«И вот это сумасшествие скрытое в стихотворцах меня всегда напрягает, — продолжил он. — Прозаик-то, хочет не хочет, а все равно вывалит то, о чем думает, даже через второстепенного персонажа. А вот возьмем Жуковского, который стишки немцев на наш лад перекладывал. И если у немцев от стишков приход наступал, то зачем их на русскую почву тянуть, если от этого толку никакого нет? Смысл? Вот этот „Лесной царь“ — это же без прихода совершенно бессмысленная вещь. Куда скачут, как при этом еще разговаривать умудряются при бешеной скачке? На хрена Лесному царю малютка? А затем еще его дневники читаешь, там фраза: „Я влюбился в ребенка“. Ну, делаешь поправку на то время, на всякие ранние браки, ну, думаешь, лет пятнадцать, ну, четырнадцать, ну, если уж совсем с натяжкой — тринадцать».
Он только махнул рукой, будто сразу и на Жуковского, и на Лену, и на других стихотворцев с их сумраком в головах, непонятным ему до такой степени, что он даже не собирался его понимать, но почти тут же нашелся за что зацепиться, чем продолжить: «Если даже и спрыгивает кто с изготовления, все равно — след на всю жизнь. Салтыков-Щедрин вот со своей желчью, не меньшей чем у Достоевского, и тоже ведь на Иван Сергеича не удержался и ядом покапал, как и Федор Михалыч. Ильенков наш, по которому видно, чем он баловался, пока не завязал, а все равно у него то там, то сям про стишки выплывает. Да ладно выплывает. У него ведь целый роман про то, что стишки — не наркотик, из-за этого местная элита не вставляется стишками, оргиями и т. д, больше о бабле думает, и через это, неким логичным у него и трудно пересказуемым вкратце образом, в стране случается дефолт в девяносто восьмом году. Такая, вот, тоже фантастика с альтернативной реальностью. Хотя какие стишки? Какие оргии? Подозреваю, что элита, если копнуть, так же по синьке угорает в большинстве своем, потому что трудно трезвым взглядом глядеть на все, например, на то, что во главе области немец, а минздравом заведует бывший узник фашистского концлагеря, который с экрана не без удовольствия даже рассказывает о своем лагерном детстве, и, конечно, понимаешь, что радость его связана с тем, что он выжил, но при этом все равно возникает такая сложная ассоциация, которую трудно объяснить, что лагерь никуда не делся, просто перенесся в другое место со значительными послаблениями в режиме. Что-то такое вот, от чего бухать хочется».

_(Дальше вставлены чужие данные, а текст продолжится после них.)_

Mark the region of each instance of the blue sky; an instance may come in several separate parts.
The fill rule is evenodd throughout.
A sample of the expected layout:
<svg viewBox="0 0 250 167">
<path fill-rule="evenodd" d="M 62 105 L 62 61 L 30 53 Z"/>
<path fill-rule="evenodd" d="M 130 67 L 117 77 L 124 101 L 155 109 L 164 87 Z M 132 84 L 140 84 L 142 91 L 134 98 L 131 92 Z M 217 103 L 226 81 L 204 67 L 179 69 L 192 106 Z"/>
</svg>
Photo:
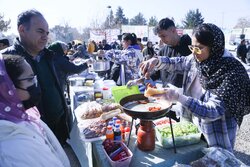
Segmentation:
<svg viewBox="0 0 250 167">
<path fill-rule="evenodd" d="M 240 17 L 250 19 L 250 0 L 0 0 L 0 4 L 0 13 L 12 20 L 8 33 L 16 33 L 17 15 L 31 8 L 43 13 L 50 27 L 68 23 L 78 29 L 89 26 L 93 20 L 103 21 L 109 5 L 114 13 L 121 6 L 128 18 L 141 12 L 146 19 L 173 17 L 178 24 L 189 10 L 199 9 L 205 22 L 227 29 L 235 26 Z"/>
</svg>

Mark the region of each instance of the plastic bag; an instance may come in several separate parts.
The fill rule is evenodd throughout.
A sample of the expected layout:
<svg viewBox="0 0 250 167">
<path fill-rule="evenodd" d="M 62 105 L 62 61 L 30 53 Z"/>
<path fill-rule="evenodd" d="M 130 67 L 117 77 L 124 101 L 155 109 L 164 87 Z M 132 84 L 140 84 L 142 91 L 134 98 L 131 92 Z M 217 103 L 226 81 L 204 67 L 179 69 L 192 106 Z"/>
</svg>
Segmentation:
<svg viewBox="0 0 250 167">
<path fill-rule="evenodd" d="M 237 159 L 231 152 L 219 148 L 204 148 L 204 157 L 191 163 L 192 167 L 246 167 L 243 162 Z"/>
</svg>

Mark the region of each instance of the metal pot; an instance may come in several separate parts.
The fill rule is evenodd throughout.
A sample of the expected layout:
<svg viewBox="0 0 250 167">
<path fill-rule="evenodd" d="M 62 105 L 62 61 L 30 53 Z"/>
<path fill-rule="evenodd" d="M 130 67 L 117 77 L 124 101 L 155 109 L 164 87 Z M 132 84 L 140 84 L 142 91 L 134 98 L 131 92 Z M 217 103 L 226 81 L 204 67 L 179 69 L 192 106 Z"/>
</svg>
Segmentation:
<svg viewBox="0 0 250 167">
<path fill-rule="evenodd" d="M 110 69 L 110 61 L 95 60 L 93 62 L 93 71 L 108 71 Z"/>
<path fill-rule="evenodd" d="M 157 104 L 157 102 L 154 102 L 155 105 L 161 106 L 161 110 L 155 111 L 155 112 L 149 112 L 149 111 L 146 111 L 145 109 L 146 107 L 145 105 L 147 104 L 138 104 L 137 103 L 138 100 L 148 100 L 148 98 L 145 97 L 144 94 L 134 94 L 134 95 L 126 96 L 120 100 L 120 105 L 122 106 L 123 111 L 134 119 L 136 118 L 143 119 L 143 120 L 158 119 L 158 118 L 166 116 L 172 107 L 172 104 L 170 103 L 169 104 Z M 137 109 L 131 109 L 131 107 L 137 108 Z"/>
</svg>

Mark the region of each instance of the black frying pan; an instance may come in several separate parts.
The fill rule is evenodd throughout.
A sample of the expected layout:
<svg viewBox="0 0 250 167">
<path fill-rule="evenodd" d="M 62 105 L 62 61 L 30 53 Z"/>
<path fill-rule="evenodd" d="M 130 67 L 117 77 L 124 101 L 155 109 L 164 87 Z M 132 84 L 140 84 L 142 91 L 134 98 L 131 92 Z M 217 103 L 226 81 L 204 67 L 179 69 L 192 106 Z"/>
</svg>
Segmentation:
<svg viewBox="0 0 250 167">
<path fill-rule="evenodd" d="M 147 104 L 140 104 L 140 100 L 148 101 L 148 98 L 143 94 L 129 95 L 120 100 L 120 105 L 122 106 L 123 111 L 132 118 L 139 118 L 144 120 L 154 120 L 164 117 L 172 106 L 172 104 L 170 103 L 158 103 L 157 101 L 148 102 Z M 153 106 L 159 106 L 161 107 L 161 109 L 154 112 L 148 111 L 148 108 Z"/>
</svg>

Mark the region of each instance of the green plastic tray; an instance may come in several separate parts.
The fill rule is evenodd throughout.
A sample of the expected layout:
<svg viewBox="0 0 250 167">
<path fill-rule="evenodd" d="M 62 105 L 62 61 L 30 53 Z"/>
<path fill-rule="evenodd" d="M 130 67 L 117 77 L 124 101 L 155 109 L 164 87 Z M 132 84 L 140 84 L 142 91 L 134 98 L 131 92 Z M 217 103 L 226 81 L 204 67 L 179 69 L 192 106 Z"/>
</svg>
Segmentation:
<svg viewBox="0 0 250 167">
<path fill-rule="evenodd" d="M 111 91 L 115 102 L 117 103 L 119 103 L 120 100 L 126 96 L 140 93 L 138 86 L 131 86 L 130 88 L 127 86 L 115 86 L 111 89 Z"/>
</svg>

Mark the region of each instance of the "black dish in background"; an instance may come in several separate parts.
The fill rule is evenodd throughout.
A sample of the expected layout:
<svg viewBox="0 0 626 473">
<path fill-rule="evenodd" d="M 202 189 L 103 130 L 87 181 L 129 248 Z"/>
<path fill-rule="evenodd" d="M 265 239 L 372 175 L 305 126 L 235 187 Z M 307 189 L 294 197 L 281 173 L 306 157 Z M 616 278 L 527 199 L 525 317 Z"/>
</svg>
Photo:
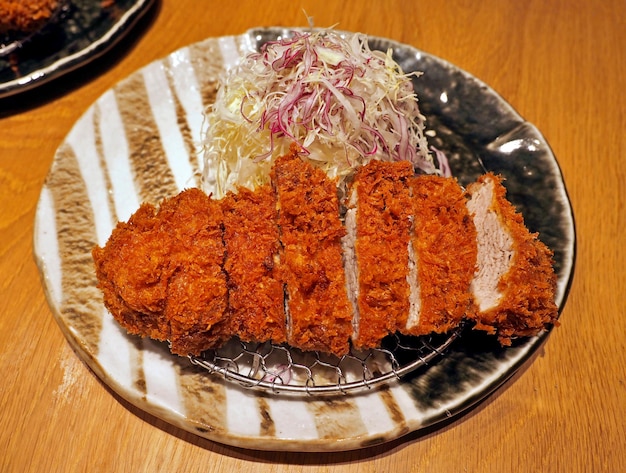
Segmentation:
<svg viewBox="0 0 626 473">
<path fill-rule="evenodd" d="M 99 57 L 148 11 L 154 0 L 72 0 L 56 22 L 0 57 L 0 98 L 40 86 Z"/>
</svg>

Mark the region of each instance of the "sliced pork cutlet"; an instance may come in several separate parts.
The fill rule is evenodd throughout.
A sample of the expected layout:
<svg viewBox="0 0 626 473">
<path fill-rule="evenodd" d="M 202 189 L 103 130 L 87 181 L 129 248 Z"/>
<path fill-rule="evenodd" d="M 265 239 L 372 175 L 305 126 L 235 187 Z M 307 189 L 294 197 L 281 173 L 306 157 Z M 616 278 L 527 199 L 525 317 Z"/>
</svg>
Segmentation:
<svg viewBox="0 0 626 473">
<path fill-rule="evenodd" d="M 478 235 L 470 286 L 476 328 L 510 345 L 512 338 L 534 336 L 556 324 L 552 252 L 506 199 L 501 177 L 487 173 L 468 186 L 467 194 Z"/>
<path fill-rule="evenodd" d="M 446 333 L 471 309 L 470 283 L 476 269 L 476 228 L 465 194 L 452 177 L 416 176 L 413 198 L 408 335 Z"/>
<path fill-rule="evenodd" d="M 105 306 L 129 333 L 200 354 L 223 343 L 227 324 L 222 212 L 198 189 L 144 203 L 93 249 Z"/>
<path fill-rule="evenodd" d="M 230 324 L 244 342 L 287 340 L 276 194 L 241 188 L 222 200 Z"/>
<path fill-rule="evenodd" d="M 378 347 L 407 323 L 413 175 L 408 161 L 371 161 L 348 192 L 344 251 L 358 349 Z"/>
<path fill-rule="evenodd" d="M 302 350 L 344 355 L 349 351 L 352 308 L 336 182 L 302 161 L 295 149 L 275 161 L 271 178 L 278 196 L 287 341 Z"/>
</svg>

Лена, притом что Дмитрий полностью отрицал ее причастность к литературе (она, в свою очередь, молчала о том, что, конечно, его фантастические писульки тоже с литературой мало общего имеют, несмотря на всю его словесную желчь и, отчасти, пафос) — поняла, что ощущает себя рядом с человеком, которому не все равно, как прикладываются друг другу слова, чего не было уже несколько лет. Это было похоже на компанию Михаила Никитовича и Снаружа, это было похоже на голод и другую какую-нибудь физиологическую неудовлетворенность. Так же совершенно Михаил Никитович забывал о повседневной какой-нибудь заботе, чтобы поговорить о том, кто как пишет и как это нужно делать, так что подчас откладывались любые, даже самые насущные дела, он порой даже рюмку забывал опрокинуть в течение пятнадцати минут, если на него находило. Под впечатлением этого родства Лена задала вопрос про холодок, на что Дмитрий с обидной уверенностью отмахнулся. «Это вот тоже для пущего эффекта, для готичности ремесла вашего больного, — пояснил он. — Даже знаю, откуда взялся этот миф, из какого ощущения читательского».

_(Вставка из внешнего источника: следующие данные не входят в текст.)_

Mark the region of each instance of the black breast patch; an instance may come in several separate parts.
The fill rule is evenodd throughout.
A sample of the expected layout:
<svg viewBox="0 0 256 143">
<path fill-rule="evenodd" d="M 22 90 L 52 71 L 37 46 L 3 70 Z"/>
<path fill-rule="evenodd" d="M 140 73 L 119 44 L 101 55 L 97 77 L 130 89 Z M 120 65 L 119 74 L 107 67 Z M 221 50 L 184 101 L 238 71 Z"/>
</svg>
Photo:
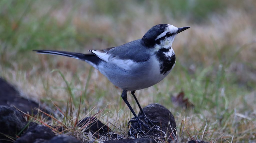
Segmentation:
<svg viewBox="0 0 256 143">
<path fill-rule="evenodd" d="M 171 57 L 166 56 L 164 53 L 170 51 L 172 47 L 168 49 L 162 48 L 156 52 L 157 59 L 160 62 L 160 73 L 164 75 L 172 68 L 176 61 L 175 54 Z"/>
</svg>

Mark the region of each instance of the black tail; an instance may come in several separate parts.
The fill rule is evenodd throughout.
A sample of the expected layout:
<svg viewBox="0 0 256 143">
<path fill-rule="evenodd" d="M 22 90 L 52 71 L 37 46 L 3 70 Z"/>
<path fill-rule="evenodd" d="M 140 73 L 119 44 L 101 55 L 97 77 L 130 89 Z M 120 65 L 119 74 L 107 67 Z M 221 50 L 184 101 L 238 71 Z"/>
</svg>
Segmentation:
<svg viewBox="0 0 256 143">
<path fill-rule="evenodd" d="M 94 65 L 93 64 L 98 65 L 102 60 L 100 58 L 92 53 L 84 54 L 55 50 L 35 50 L 33 51 L 36 51 L 36 53 L 40 54 L 64 56 L 81 60 L 88 62 L 93 67 L 94 67 Z"/>
</svg>

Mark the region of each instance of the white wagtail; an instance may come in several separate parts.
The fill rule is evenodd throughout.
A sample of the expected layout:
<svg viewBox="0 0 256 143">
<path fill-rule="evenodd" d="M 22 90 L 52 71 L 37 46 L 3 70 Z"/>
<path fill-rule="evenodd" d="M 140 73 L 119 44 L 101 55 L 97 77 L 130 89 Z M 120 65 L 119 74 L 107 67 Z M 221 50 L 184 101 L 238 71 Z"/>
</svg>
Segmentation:
<svg viewBox="0 0 256 143">
<path fill-rule="evenodd" d="M 136 90 L 149 87 L 162 80 L 175 65 L 176 56 L 172 45 L 178 33 L 190 27 L 177 28 L 160 24 L 151 28 L 142 39 L 119 46 L 103 50 L 93 50 L 83 54 L 53 50 L 35 50 L 40 54 L 64 56 L 85 61 L 98 70 L 116 86 L 123 89 L 122 97 L 137 121 L 148 125 L 140 119 L 149 121 L 134 94 Z M 143 115 L 138 117 L 127 100 L 131 91 Z"/>
</svg>

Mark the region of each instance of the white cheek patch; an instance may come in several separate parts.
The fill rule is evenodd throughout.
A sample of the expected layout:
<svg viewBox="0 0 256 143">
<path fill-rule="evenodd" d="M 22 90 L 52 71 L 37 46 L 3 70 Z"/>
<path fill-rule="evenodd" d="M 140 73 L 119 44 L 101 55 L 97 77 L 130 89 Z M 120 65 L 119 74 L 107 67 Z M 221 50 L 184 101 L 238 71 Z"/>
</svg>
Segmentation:
<svg viewBox="0 0 256 143">
<path fill-rule="evenodd" d="M 169 32 L 168 31 L 166 31 L 164 32 L 163 33 L 162 33 L 162 34 L 160 34 L 159 35 L 159 36 L 158 36 L 155 39 L 155 40 L 156 40 L 159 38 L 161 38 L 163 37 L 164 37 L 165 36 L 165 35 L 166 35 L 166 33 L 168 32 Z"/>
</svg>

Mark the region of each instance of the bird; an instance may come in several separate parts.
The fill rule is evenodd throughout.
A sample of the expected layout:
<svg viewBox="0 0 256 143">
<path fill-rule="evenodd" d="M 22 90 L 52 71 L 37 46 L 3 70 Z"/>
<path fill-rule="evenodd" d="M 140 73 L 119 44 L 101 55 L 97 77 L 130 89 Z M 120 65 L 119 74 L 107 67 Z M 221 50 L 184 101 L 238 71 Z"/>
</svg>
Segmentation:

К тому времени, как пошел разговор о литературе, где-то на словах о Жуковском, Дмитрий, бессознательно чувствуя себя в родной атмосфере (и очевидно, родная его атмосфера заключалась в том, чтобы авторитетно разглагольствовать в компании развесившего уши собеседника), поменял положение своего тела: только придя, он расположился на уголке скамеечки, где уже сидела Лена, чем-то похожий на мужчину в детской поликлинике, ожидающего отпрыска, ушедшего в физкабинет, не знающего, куда себя деть, кроме как глядеть в пол, потому что разглядывать чужих детей и незнакомых женщин вроде как не совсем прилично, а свои для разглядывания и общения временно выпали из поля зрения. Заговорив о литературе, Дмитрий, в несколько неочевидных вниманию Елены приемов, расселся нога на ногу, локоть на спинку скамьи, но при всем при том в позе, видно что берегущей отбитые части тела, поэтому пусть и несколько развязной, но отчасти и жалкой тоже.